Raja Alam merupakan yang tertinggi dari kedua raja; Raja Adat dan Raja Ibadat. Raja Alam memutuskan hal-hal mengenai kepemerintahan secara keseluruhan. Raja Adat mempunyai tugas untuk memutuskan hal-hal berkaitan dengan masalah peradatan, dan Raja Ibadat untuk memutuskan hal-hal yang menyangkut keagamaan, Dalam kaba Cindua Mato kedudukan dan fungsi dari raja-raja ini dijelaskan dalam suatu jalinan peristiwa. Menurut A.A.Navis dalam Alam Terkembang jadi Guru (PT Pustaka Grafitipers 1984, Jakarta) kaba Cindua Mato sebenarnya adalah Tambo Pagaruyung yang diolah jadi kaba. Dalam konteks ini, informasi dari kaba Cindua Mato tentang tugas raja-raja tersebut merupakan sesuatu yang dapat juga dijadikan rujukan. Sedangkan institusi untuk Raja Adat dan Raja Ibadat disebut sebagai Rajo Duo Selo.

1. RAJO ALAM
Pucuk pemerintahan kerajaan Minangkabau yang berpusat di Pagaruyung mempunyai struktur tersendiri. Kekuasaan pemerintahan dipegang oleh tiga orang raja; Raja Alam, Raja Adat dan Raja Ibadat. Masing-masing raja mempunyai tugas, kewenangan dan mempunyai daerah kedudukan tersendiri. Raja Alam membawahi Raja Adat dan Raja Ibadat. Raja Alam berkedudukan di Pagaruyung. Semua penjelasan mengenai kedudukan dan kekuasaan raja-raja tersebut pada dasarnya bertolak dari uraian yang ada di dalam tambo dan pada kaba Cindua Mato, karena kaba Cindua Mato dianggap sebagai tambo Pagaruyung yang dikabakan.

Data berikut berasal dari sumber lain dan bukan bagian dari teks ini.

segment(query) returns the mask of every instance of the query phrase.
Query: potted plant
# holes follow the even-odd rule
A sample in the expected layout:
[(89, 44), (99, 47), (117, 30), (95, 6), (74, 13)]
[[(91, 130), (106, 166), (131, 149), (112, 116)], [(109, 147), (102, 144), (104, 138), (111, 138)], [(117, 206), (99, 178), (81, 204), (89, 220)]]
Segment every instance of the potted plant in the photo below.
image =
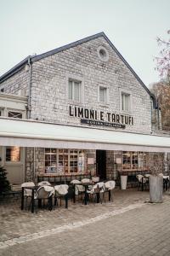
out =
[(163, 161), (156, 155), (150, 164), (150, 202), (162, 202), (163, 194)]
[(121, 189), (127, 189), (127, 180), (128, 180), (128, 173), (127, 172), (121, 172)]

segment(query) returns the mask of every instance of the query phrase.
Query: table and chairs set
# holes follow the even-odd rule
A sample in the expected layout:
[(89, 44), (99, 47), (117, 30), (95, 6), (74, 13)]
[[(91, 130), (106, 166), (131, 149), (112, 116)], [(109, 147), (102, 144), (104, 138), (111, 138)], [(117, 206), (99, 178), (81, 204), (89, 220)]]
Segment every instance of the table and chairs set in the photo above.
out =
[[(169, 190), (170, 189), (170, 178), (169, 175), (164, 175), (163, 173), (159, 173), (159, 176), (163, 177), (163, 189)], [(150, 189), (150, 174), (147, 173), (144, 175), (138, 174), (136, 176), (138, 180), (138, 189), (141, 189), (142, 191)]]
[(68, 199), (73, 201), (82, 200), (84, 205), (93, 201), (102, 203), (106, 201), (106, 194), (109, 201), (113, 201), (112, 191), (115, 189), (115, 181), (99, 182), (99, 177), (92, 179), (84, 178), (81, 181), (72, 180), (70, 184), (59, 184), (53, 186), (48, 181), (42, 181), (35, 184), (27, 182), (21, 184), (21, 210), (25, 208), (34, 212), (36, 209), (46, 207), (49, 211), (59, 207), (58, 201), (65, 201), (65, 208), (68, 208)]

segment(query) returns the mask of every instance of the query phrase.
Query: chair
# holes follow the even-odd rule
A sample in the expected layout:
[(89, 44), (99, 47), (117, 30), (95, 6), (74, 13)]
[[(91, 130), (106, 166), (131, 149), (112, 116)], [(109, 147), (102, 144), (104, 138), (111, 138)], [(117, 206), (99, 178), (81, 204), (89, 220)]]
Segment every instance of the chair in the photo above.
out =
[(51, 183), (48, 181), (42, 181), (37, 183), (38, 186), (51, 186)]
[[(27, 182), (21, 184), (21, 188), (29, 188), (29, 187), (35, 187), (35, 183), (33, 182)], [(27, 206), (28, 198), (31, 198), (31, 190), (29, 189), (24, 189), (24, 197), (26, 198)]]
[(37, 189), (37, 193), (34, 195), (34, 201), (38, 201), (38, 207), (42, 207), (42, 200), (43, 201), (43, 207), (45, 207), (45, 201), (48, 201), (48, 208), (52, 211), (53, 209), (53, 195), (54, 189), (51, 186), (41, 186)]
[(78, 194), (82, 194), (82, 192), (84, 192), (84, 187), (82, 185), (78, 185), (81, 182), (77, 179), (73, 179), (71, 182), (71, 184), (75, 186), (75, 195), (78, 195)]
[(92, 182), (93, 183), (99, 183), (99, 177), (92, 177)]
[(82, 179), (81, 180), (81, 182), (82, 182), (82, 183), (91, 183), (92, 180), (91, 180), (90, 178), (85, 177), (85, 178), (82, 178)]
[[(98, 183), (95, 185), (92, 186), (90, 190), (88, 190), (88, 194), (91, 195), (91, 198), (94, 198), (94, 202), (101, 202), (102, 204), (102, 198), (104, 197), (105, 193), (105, 183), (103, 182)], [(101, 195), (103, 196), (101, 196)]]
[(69, 186), (67, 184), (60, 184), (54, 186), (54, 206), (58, 206), (58, 201), (57, 199), (60, 199), (60, 207), (61, 207), (61, 199), (65, 198), (65, 208), (68, 207), (68, 189)]
[(105, 183), (105, 189), (104, 195), (106, 192), (108, 192), (109, 196), (110, 196), (110, 200), (113, 201), (112, 192), (113, 189), (115, 189), (116, 182), (114, 180), (110, 180)]

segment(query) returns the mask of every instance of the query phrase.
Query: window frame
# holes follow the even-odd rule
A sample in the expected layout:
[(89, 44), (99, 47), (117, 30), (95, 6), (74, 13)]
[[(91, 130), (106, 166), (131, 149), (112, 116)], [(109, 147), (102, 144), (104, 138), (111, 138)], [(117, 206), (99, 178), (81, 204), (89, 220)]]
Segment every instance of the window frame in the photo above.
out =
[[(26, 111), (23, 111), (22, 109), (16, 109), (16, 108), (7, 108), (6, 111), (4, 113), (5, 116), (8, 117), (8, 119), (13, 119), (12, 117), (8, 117), (8, 113), (9, 112), (18, 112), (18, 113), (22, 113), (22, 119), (26, 119)], [(17, 118), (14, 118), (14, 119), (17, 119)]]
[[(14, 148), (14, 147), (20, 148), (20, 160), (19, 161), (7, 160), (7, 148)], [(22, 148), (18, 147), (18, 146), (6, 146), (6, 147), (4, 147), (4, 161), (7, 165), (20, 164), (22, 162)]]
[[(128, 109), (122, 109), (122, 96), (123, 95), (128, 96), (129, 102), (128, 102)], [(120, 112), (122, 113), (132, 114), (133, 113), (133, 102), (132, 102), (132, 93), (127, 90), (120, 90)]]
[[(81, 81), (77, 81), (77, 80), (75, 80), (75, 79), (69, 79), (69, 83), (68, 83), (68, 87), (70, 87), (70, 83), (72, 83), (72, 88), (71, 88), (71, 96), (72, 96), (72, 98), (71, 99), (70, 98), (70, 95), (69, 95), (69, 88), (68, 88), (68, 98), (69, 98), (69, 101), (72, 101), (72, 102), (82, 102), (82, 99), (81, 99), (81, 96), (82, 96), (82, 82)], [(79, 87), (79, 91), (78, 91), (78, 100), (76, 100), (75, 99), (75, 84), (78, 84), (78, 87)]]
[[(69, 99), (69, 81), (75, 81), (81, 83), (81, 90), (80, 90), (80, 101), (75, 101)], [(71, 105), (79, 104), (82, 105), (84, 103), (84, 79), (83, 77), (76, 74), (65, 74), (65, 92), (66, 92), (66, 98), (68, 99), (68, 103)]]
[[(129, 164), (124, 163), (124, 155), (128, 155)], [(141, 157), (142, 155), (142, 157)], [(137, 163), (135, 161), (137, 160)], [(148, 169), (147, 154), (144, 151), (122, 151), (122, 171), (144, 171)], [(129, 166), (124, 168), (124, 165)], [(135, 166), (137, 165), (137, 166)]]
[[(46, 149), (49, 150), (48, 153), (46, 152)], [(52, 150), (55, 150), (54, 153), (52, 152)], [(73, 151), (73, 153), (71, 152)], [(75, 153), (75, 151), (77, 151), (77, 153)], [(80, 151), (82, 153), (80, 153)], [(47, 160), (48, 155), (48, 160)], [(51, 160), (51, 156), (54, 155), (55, 156), (55, 161)], [(77, 162), (77, 166), (73, 165), (71, 165), (71, 162), (76, 163), (75, 157), (76, 156), (76, 162)], [(79, 159), (80, 157), (82, 157), (83, 160), (83, 165), (82, 166), (78, 166), (79, 163)], [(72, 161), (71, 161), (72, 160)], [(46, 165), (46, 162), (49, 162), (49, 166)], [(55, 166), (52, 165), (53, 163), (55, 163)], [(60, 166), (60, 164), (62, 165)], [(65, 165), (67, 163), (67, 165)], [(55, 173), (55, 174), (80, 174), (80, 173), (85, 173), (86, 170), (86, 153), (84, 149), (64, 149), (64, 148), (44, 148), (44, 166), (45, 166), (45, 173)], [(54, 172), (48, 172), (48, 167), (53, 168), (54, 167)], [(71, 172), (71, 169), (77, 168), (77, 172)], [(59, 171), (60, 168), (61, 171)], [(82, 168), (82, 170), (80, 170)], [(66, 170), (66, 171), (65, 171)]]
[[(105, 89), (106, 93), (105, 93), (105, 102), (101, 102), (100, 101), (100, 89)], [(105, 85), (105, 84), (99, 84), (98, 86), (98, 102), (99, 103), (100, 106), (108, 106), (109, 105), (109, 87)]]

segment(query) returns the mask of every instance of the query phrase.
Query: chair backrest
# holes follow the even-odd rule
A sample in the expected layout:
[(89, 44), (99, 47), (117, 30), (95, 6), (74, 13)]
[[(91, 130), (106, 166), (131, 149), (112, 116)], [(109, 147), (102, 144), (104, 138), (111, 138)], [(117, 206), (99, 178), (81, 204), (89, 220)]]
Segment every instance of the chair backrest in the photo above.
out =
[(56, 195), (65, 195), (68, 193), (69, 186), (67, 184), (60, 184), (54, 186)]
[(85, 178), (82, 178), (81, 182), (83, 183), (91, 183), (92, 180), (90, 178), (86, 178), (85, 177)]
[(35, 183), (33, 182), (28, 182), (28, 183), (24, 183), (21, 184), (21, 188), (29, 188), (29, 187), (35, 187)]
[(77, 183), (80, 183), (81, 182), (77, 179), (73, 179), (71, 181), (71, 184), (77, 184)]
[(37, 183), (38, 186), (51, 186), (51, 183), (48, 181), (42, 181)]
[(150, 174), (149, 174), (149, 173), (144, 174), (145, 177), (149, 177), (150, 176)]
[(46, 191), (43, 186), (37, 189), (37, 199), (48, 199), (50, 195), (51, 192)]
[(114, 180), (109, 180), (108, 182), (105, 183), (105, 188), (111, 190), (115, 189), (116, 182)]
[(99, 183), (99, 177), (92, 177), (92, 181), (94, 182), (94, 183)]
[(77, 192), (84, 192), (85, 191), (85, 188), (82, 185), (76, 185), (76, 191), (77, 189)]
[(139, 182), (142, 182), (142, 177), (144, 177), (144, 176), (142, 174), (138, 174), (136, 176), (137, 179), (139, 180)]

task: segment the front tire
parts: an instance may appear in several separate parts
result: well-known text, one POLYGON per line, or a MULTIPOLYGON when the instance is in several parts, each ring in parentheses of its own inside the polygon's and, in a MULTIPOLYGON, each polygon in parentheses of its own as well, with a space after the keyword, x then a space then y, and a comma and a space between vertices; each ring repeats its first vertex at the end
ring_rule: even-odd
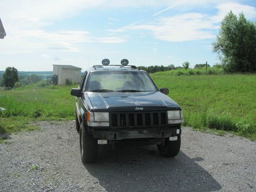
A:
POLYGON ((180 135, 177 136, 176 141, 169 141, 169 138, 166 138, 164 144, 157 145, 157 148, 161 156, 165 157, 175 157, 178 155, 180 148, 180 135))
POLYGON ((98 155, 98 144, 93 135, 89 134, 87 127, 81 123, 80 128, 80 153, 83 163, 95 162, 98 155))

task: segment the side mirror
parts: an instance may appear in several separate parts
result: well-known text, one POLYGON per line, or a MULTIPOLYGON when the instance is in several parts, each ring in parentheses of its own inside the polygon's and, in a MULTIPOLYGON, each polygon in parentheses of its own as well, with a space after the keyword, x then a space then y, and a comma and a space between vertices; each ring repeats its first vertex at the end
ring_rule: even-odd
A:
POLYGON ((82 92, 80 89, 72 89, 70 94, 71 95, 75 96, 77 97, 81 97, 82 96, 82 92))
POLYGON ((169 90, 168 89, 168 88, 160 89, 160 91, 165 95, 168 95, 169 94, 169 90))

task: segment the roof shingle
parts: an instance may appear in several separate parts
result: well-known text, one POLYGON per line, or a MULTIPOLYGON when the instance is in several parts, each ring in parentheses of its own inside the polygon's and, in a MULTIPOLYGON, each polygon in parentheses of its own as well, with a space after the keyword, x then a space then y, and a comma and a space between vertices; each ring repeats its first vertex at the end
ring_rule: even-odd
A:
POLYGON ((6 36, 6 33, 5 32, 4 26, 2 23, 1 18, 0 18, 0 38, 3 39, 5 36, 6 36))

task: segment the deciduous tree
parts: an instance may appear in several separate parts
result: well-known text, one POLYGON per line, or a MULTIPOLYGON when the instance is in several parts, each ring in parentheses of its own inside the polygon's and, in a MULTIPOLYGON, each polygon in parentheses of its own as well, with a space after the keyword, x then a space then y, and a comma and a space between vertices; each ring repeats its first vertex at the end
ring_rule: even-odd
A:
POLYGON ((5 86, 13 88, 15 82, 18 81, 18 70, 14 67, 8 67, 3 74, 5 86))
POLYGON ((230 11, 221 23, 213 51, 218 53, 228 72, 256 71, 256 25, 240 13, 230 11))

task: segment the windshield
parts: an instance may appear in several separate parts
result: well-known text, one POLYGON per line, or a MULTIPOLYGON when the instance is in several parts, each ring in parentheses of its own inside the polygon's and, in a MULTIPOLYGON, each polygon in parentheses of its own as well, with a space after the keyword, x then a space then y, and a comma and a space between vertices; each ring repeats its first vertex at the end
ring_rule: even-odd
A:
POLYGON ((157 88, 146 72, 95 71, 90 74, 86 91, 156 91, 157 88))

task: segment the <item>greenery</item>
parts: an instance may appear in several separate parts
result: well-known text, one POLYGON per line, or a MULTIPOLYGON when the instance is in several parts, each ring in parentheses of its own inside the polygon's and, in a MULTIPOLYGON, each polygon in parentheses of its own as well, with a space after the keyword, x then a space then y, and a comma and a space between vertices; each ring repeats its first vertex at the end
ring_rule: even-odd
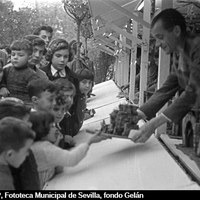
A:
POLYGON ((13 40, 32 34, 33 30, 41 25, 50 25, 54 30, 54 38, 61 37, 68 42, 73 39, 77 40, 77 19, 79 19, 82 22, 80 23, 80 41, 85 43, 88 56, 94 63, 96 81, 99 83, 107 80, 107 70, 111 61, 114 62, 114 57, 100 52, 92 46, 93 34, 88 2, 68 0, 68 3, 71 3, 71 13, 74 12, 79 18, 71 18, 67 15, 63 3, 62 0, 51 4, 44 2, 38 3, 35 8, 23 7, 15 10, 11 0, 0 1, 0 46, 9 46, 13 40), (84 7, 77 9, 82 4, 84 7), (75 8, 76 10, 73 10, 75 8), (82 19, 81 15, 84 15, 85 18, 82 19))

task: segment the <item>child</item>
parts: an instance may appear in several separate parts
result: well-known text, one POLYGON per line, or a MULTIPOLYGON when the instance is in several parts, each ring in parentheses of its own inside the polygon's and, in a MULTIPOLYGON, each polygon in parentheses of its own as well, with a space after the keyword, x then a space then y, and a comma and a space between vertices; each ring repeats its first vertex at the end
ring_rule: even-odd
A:
POLYGON ((78 85, 76 75, 69 69, 67 63, 73 59, 73 54, 68 42, 64 39, 55 39, 49 44, 46 60, 49 64, 41 67, 49 80, 68 78, 75 86, 78 85))
MULTIPOLYGON (((29 122, 30 108, 14 97, 6 97, 0 101, 0 119, 14 117, 29 122)), ((40 190, 37 165, 33 153, 29 150, 29 155, 19 168, 10 166, 16 190, 40 190), (31 180, 31 181, 30 181, 31 180)))
POLYGON ((48 80, 37 79, 28 84, 28 94, 33 104, 32 110, 53 109, 56 86, 48 80))
POLYGON ((94 134, 88 142, 68 151, 55 145, 60 141, 61 137, 55 128, 53 114, 47 111, 32 112, 30 121, 32 129, 36 133, 35 143, 31 149, 36 158, 42 187, 54 177, 56 167, 77 165, 86 156, 92 143, 106 139, 103 135, 94 134))
POLYGON ((73 99, 76 94, 75 86, 68 79, 57 79, 55 81, 57 86, 57 94, 55 98, 55 104, 53 106, 53 114, 55 117, 55 123, 57 128, 61 131, 63 135, 63 140, 60 143, 60 147, 68 149, 74 146, 73 138, 67 134, 67 127, 64 124, 64 127, 60 127, 59 123, 62 121, 64 116, 66 118, 70 117, 69 109, 73 104, 73 99))
POLYGON ((45 41, 37 35, 26 35, 24 36, 24 39, 29 40, 33 46, 33 53, 29 60, 29 67, 36 72, 38 77, 48 80, 46 73, 39 69, 42 66, 42 58, 46 53, 45 41))
POLYGON ((34 138, 26 122, 13 117, 0 120, 0 190, 15 190, 9 166, 20 167, 34 138))
POLYGON ((36 73, 28 67, 32 54, 32 45, 28 40, 16 40, 11 45, 12 65, 4 68, 3 84, 0 90, 2 96, 12 96, 30 104, 27 85, 37 79, 36 73))
POLYGON ((76 93, 76 107, 74 113, 71 116, 64 117, 60 122, 60 127, 70 136, 78 134, 80 128, 83 125, 83 120, 88 119, 94 115, 93 113, 86 113, 86 99, 87 94, 91 90, 92 81, 94 75, 87 69, 79 69, 76 73, 79 80, 79 90, 76 93))
POLYGON ((86 108, 87 96, 88 96, 89 92, 91 91, 93 82, 94 82, 94 73, 92 71, 84 68, 84 69, 78 69, 76 71, 76 75, 79 79, 79 90, 81 93, 80 98, 79 98, 80 102, 78 103, 78 105, 80 105, 80 108, 78 108, 78 109, 85 110, 84 120, 86 120, 86 119, 93 117, 95 114, 94 109, 88 110, 86 108), (82 108, 81 108, 81 105, 82 105, 82 108))

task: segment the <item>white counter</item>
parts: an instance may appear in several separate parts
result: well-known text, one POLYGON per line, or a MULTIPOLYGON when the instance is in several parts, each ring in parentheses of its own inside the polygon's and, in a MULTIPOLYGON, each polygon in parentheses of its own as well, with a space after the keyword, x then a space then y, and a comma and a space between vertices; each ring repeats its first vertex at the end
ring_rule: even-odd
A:
MULTIPOLYGON (((104 87, 113 82, 103 83, 104 87)), ((103 86, 96 86, 103 90, 103 86)), ((116 89, 116 88, 115 88, 116 89)), ((96 91, 96 89, 94 89, 96 91)), ((106 90, 107 91, 107 90, 106 90)), ((117 93, 111 92, 110 94, 117 93)), ((99 92, 99 95, 101 93, 99 92)), ((109 95, 109 94, 107 94, 109 95)), ((102 95, 98 99, 97 115, 84 123, 83 128, 99 128, 100 121, 107 118, 116 102, 102 95), (103 106, 104 105, 106 106, 103 106), (107 112, 106 112, 107 111, 107 112)), ((98 95, 95 97, 98 98, 98 95)), ((95 100, 90 106, 97 105, 95 100)), ((93 107, 94 108, 94 107, 93 107)), ((80 132, 77 144, 91 135, 80 132)), ((185 174, 159 141, 152 136, 145 144, 134 144, 129 139, 108 139, 93 144, 87 156, 75 167, 66 167, 46 186, 48 190, 199 190, 200 187, 185 174)))

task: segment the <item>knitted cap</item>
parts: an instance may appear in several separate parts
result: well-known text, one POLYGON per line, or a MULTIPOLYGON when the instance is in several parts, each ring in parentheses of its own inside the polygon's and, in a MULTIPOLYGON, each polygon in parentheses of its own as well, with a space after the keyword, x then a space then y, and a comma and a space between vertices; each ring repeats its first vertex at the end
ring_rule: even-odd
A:
POLYGON ((94 74, 86 68, 78 69, 75 71, 75 73, 79 81, 82 81, 84 79, 94 81, 94 74))

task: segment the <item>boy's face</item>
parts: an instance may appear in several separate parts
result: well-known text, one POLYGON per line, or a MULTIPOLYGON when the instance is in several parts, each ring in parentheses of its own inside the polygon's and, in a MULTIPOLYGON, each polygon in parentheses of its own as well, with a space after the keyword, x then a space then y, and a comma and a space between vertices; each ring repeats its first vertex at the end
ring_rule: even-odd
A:
POLYGON ((177 50, 177 39, 180 37, 180 31, 173 28, 168 31, 163 27, 162 20, 158 20, 152 27, 151 33, 156 39, 156 47, 161 47, 166 54, 171 54, 177 50))
POLYGON ((24 50, 12 50, 11 52, 11 63, 16 68, 21 68, 27 65, 29 59, 29 54, 24 50))
POLYGON ((7 163, 15 168, 18 168, 26 159, 26 156, 29 155, 29 149, 33 144, 32 139, 28 139, 25 142, 25 145, 19 149, 19 151, 15 151, 13 149, 8 150, 5 152, 5 159, 7 163))
POLYGON ((92 88, 92 81, 88 79, 83 79, 82 81, 79 82, 79 90, 81 91, 82 94, 87 95, 88 92, 92 88))
POLYGON ((29 63, 31 65, 39 64, 44 55, 44 50, 45 50, 45 46, 34 46, 33 53, 32 53, 31 59, 29 60, 29 63))
POLYGON ((38 36, 45 41, 47 47, 49 45, 49 42, 51 41, 52 33, 45 30, 41 30, 38 36))
POLYGON ((68 49, 62 49, 58 50, 53 54, 52 57, 52 65, 55 69, 62 70, 65 68, 69 60, 69 50, 68 49))
POLYGON ((44 91, 37 97, 37 108, 41 110, 49 110, 52 111, 53 103, 55 100, 55 94, 49 91, 44 91))
POLYGON ((65 98, 66 98, 66 111, 68 111, 72 104, 74 103, 74 91, 65 91, 64 92, 65 98))
POLYGON ((53 114, 54 114, 54 118, 55 118, 55 120, 54 120, 55 123, 61 122, 65 113, 66 113, 66 104, 61 105, 61 106, 55 104, 53 106, 53 114))
POLYGON ((62 137, 60 131, 55 127, 55 123, 50 125, 49 134, 45 137, 46 140, 55 143, 59 137, 62 137))

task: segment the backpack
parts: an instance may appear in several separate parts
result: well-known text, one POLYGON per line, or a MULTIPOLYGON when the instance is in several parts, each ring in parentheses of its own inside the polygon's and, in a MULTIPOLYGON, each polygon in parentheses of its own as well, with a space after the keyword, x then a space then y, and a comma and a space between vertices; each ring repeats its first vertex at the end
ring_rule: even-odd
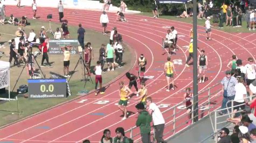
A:
MULTIPOLYGON (((110 142, 112 143, 113 142, 113 138, 110 138, 109 140, 110 141, 110 142)), ((103 138, 101 138, 101 140, 100 140, 100 142, 101 143, 103 143, 103 138)))
POLYGON ((42 47, 43 47, 43 44, 39 44, 39 46, 38 46, 38 49, 40 51, 42 51, 42 47))

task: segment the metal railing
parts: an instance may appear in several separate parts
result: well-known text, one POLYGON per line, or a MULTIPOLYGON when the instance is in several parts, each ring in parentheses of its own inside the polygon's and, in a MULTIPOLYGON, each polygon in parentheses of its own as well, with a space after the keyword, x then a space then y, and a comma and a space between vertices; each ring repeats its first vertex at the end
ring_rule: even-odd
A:
MULTIPOLYGON (((251 99, 252 97, 255 96, 255 95, 252 96, 248 96, 246 98, 244 98, 245 100, 251 99)), ((236 101, 234 100, 230 100, 226 104, 226 108, 221 109, 216 109, 214 111, 214 115, 215 115, 215 122, 214 123, 212 122, 212 124, 214 124, 214 131, 211 134, 211 136, 209 136, 207 138, 205 138, 203 141, 202 141, 201 142, 203 142, 203 141, 209 139, 211 137, 213 137, 216 142, 218 142, 218 132, 222 128, 226 127, 229 129, 232 129, 234 125, 233 124, 231 124, 231 122, 229 122, 227 121, 227 119, 229 118, 231 118, 233 117, 233 115, 235 114, 239 114, 243 111, 242 110, 239 111, 237 111, 236 113, 233 113, 233 109, 234 107, 240 107, 241 105, 245 105, 245 103, 243 103, 239 105, 237 105, 234 106, 233 102, 236 101), (227 105, 229 103, 231 102, 231 105, 230 107, 227 107, 227 105), (225 115, 218 115, 219 112, 222 112, 224 110, 227 110, 227 114, 225 115), (231 111, 230 111, 231 110, 231 111)))
MULTIPOLYGON (((220 83, 218 83, 207 89, 202 91, 198 95, 193 95, 193 97, 197 96, 198 96, 198 101, 196 102, 198 104, 198 108, 197 109, 193 109, 193 104, 192 104, 191 112, 198 111, 198 114, 194 117, 192 115, 191 117, 191 124, 195 123, 193 121, 195 118, 198 117, 199 120, 200 120, 210 115, 214 110, 214 109, 216 108, 215 107, 217 107, 218 103, 216 103, 215 102, 216 101, 215 100, 218 100, 220 96, 222 95, 222 94, 219 94, 222 89, 220 83), (212 91, 213 91, 212 93, 211 93, 212 91)), ((181 93, 181 94, 183 95, 184 93, 181 93)), ((192 103, 193 103, 193 98, 192 100, 192 103)), ((186 113, 186 110, 184 110, 186 109, 185 104, 185 102, 186 101, 184 100, 162 112, 165 121, 164 131, 168 131, 165 132, 163 134, 165 139, 170 138, 189 126, 187 123, 190 119, 188 119, 188 115, 186 113)), ((219 107, 219 106, 218 107, 219 107)), ((153 135, 153 140, 154 140, 154 130, 153 126, 151 127, 153 129, 151 135, 153 135)), ((213 130, 214 130, 213 124, 212 124, 212 127, 213 130)), ((140 129, 136 126, 131 127, 125 132, 129 133, 129 138, 135 140, 135 141, 140 139, 140 129)))

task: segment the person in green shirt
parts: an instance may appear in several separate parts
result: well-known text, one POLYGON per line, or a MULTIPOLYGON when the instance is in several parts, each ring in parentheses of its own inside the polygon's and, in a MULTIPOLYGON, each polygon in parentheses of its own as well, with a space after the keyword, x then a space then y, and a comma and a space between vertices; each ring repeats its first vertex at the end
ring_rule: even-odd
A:
POLYGON ((113 55, 115 54, 115 50, 114 48, 109 43, 107 44, 107 50, 106 51, 107 53, 107 63, 108 63, 108 71, 110 71, 109 64, 111 63, 112 64, 112 71, 115 71, 114 66, 114 58, 113 55))
POLYGON ((116 137, 114 138, 113 143, 130 143, 130 139, 126 137, 124 134, 124 129, 122 127, 119 127, 115 129, 116 137))
POLYGON ((150 141, 150 123, 152 118, 148 111, 144 110, 145 106, 142 103, 140 103, 136 105, 139 115, 137 121, 136 122, 136 126, 140 126, 141 131, 141 140, 143 143, 151 142, 150 141))

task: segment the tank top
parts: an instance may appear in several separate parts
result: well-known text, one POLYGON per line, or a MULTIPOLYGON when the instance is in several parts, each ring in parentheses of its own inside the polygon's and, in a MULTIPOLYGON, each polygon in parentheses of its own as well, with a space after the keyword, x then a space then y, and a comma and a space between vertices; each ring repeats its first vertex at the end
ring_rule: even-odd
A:
POLYGON ((171 62, 167 62, 167 70, 166 71, 166 73, 167 74, 172 74, 174 71, 172 70, 172 67, 171 66, 172 64, 171 62))
POLYGON ((192 94, 186 93, 186 107, 188 107, 192 104, 192 94))
POLYGON ((88 61, 89 59, 89 56, 88 56, 89 50, 86 49, 84 53, 85 53, 85 61, 88 61))
POLYGON ((232 69, 237 69, 237 64, 236 64, 236 63, 237 63, 237 61, 233 61, 232 62, 232 68, 231 68, 232 69))
POLYGON ((101 72, 102 72, 102 70, 101 70, 101 67, 100 66, 100 65, 96 65, 95 66, 95 69, 96 69, 96 70, 95 71, 95 74, 96 76, 101 76, 101 72))
MULTIPOLYGON (((144 92, 145 91, 145 89, 141 89, 141 94, 143 94, 144 93, 144 92)), ((145 94, 145 95, 144 96, 144 97, 142 97, 142 99, 141 99, 141 102, 145 102, 146 101, 146 99, 147 98, 147 93, 146 94, 145 94)))
POLYGON ((124 90, 124 87, 125 86, 123 86, 123 87, 120 89, 120 100, 123 101, 128 100, 128 98, 126 97, 127 93, 126 93, 126 90, 124 90))
POLYGON ((68 61, 70 59, 70 52, 69 51, 65 50, 63 52, 64 54, 64 61, 68 61))
POLYGON ((139 65, 141 66, 141 67, 145 67, 145 57, 143 57, 142 59, 141 58, 139 58, 139 65))
POLYGON ((206 58, 205 58, 205 55, 202 56, 202 55, 200 55, 199 59, 199 65, 200 66, 206 65, 206 58))

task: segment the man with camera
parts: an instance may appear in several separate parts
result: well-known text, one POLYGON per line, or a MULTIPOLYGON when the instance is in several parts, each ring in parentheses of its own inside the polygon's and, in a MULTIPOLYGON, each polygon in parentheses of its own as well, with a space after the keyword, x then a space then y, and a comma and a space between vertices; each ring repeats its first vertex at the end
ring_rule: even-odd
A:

Raja Alam, Raja Adat dan Raja Ibadat ketiganya disebut Rajo Tigo Selo Sedangkan Raja Adat dan Raja Ibadat disebut Rajo Duo Selo Ketiga-tiga raja berasal dari keturunan yang sama. Masing-masing selalu berusaha untuk saling bersatu dalam jalinan perkawinan. Mungkin hal ini diperlukan untuk menjaga keutuhan kekuasaan Rajo Tigo Selo, dan untuk mempertahankan kebangsawan keturunan mereka.

Raja Alam merupakan kepala pemerintahan, sedangkan Raja Adat mengurus masalah-masalah peradatan dan Raja Ibadat mengurus masalah-masalah keagamaan dan pendidikan.

Masing-masing raja mempunyai daerah kedudukan masing-masing. Raja Alam berkedudukan di Pagaruyung, Raja Adat berkedudukan di Buo dan Raja Ibadat berkedudukan di Sumpur Kudus. Hal itu berarti bahwa Raja Adat maupun Raja Ibadat tidaklah berasal dari Buo dan Sumpur Kudus, sebagaimana pendapat sebagian orang yang kurang memahami konstelasi dan hubungan antara raja-raja tersebut.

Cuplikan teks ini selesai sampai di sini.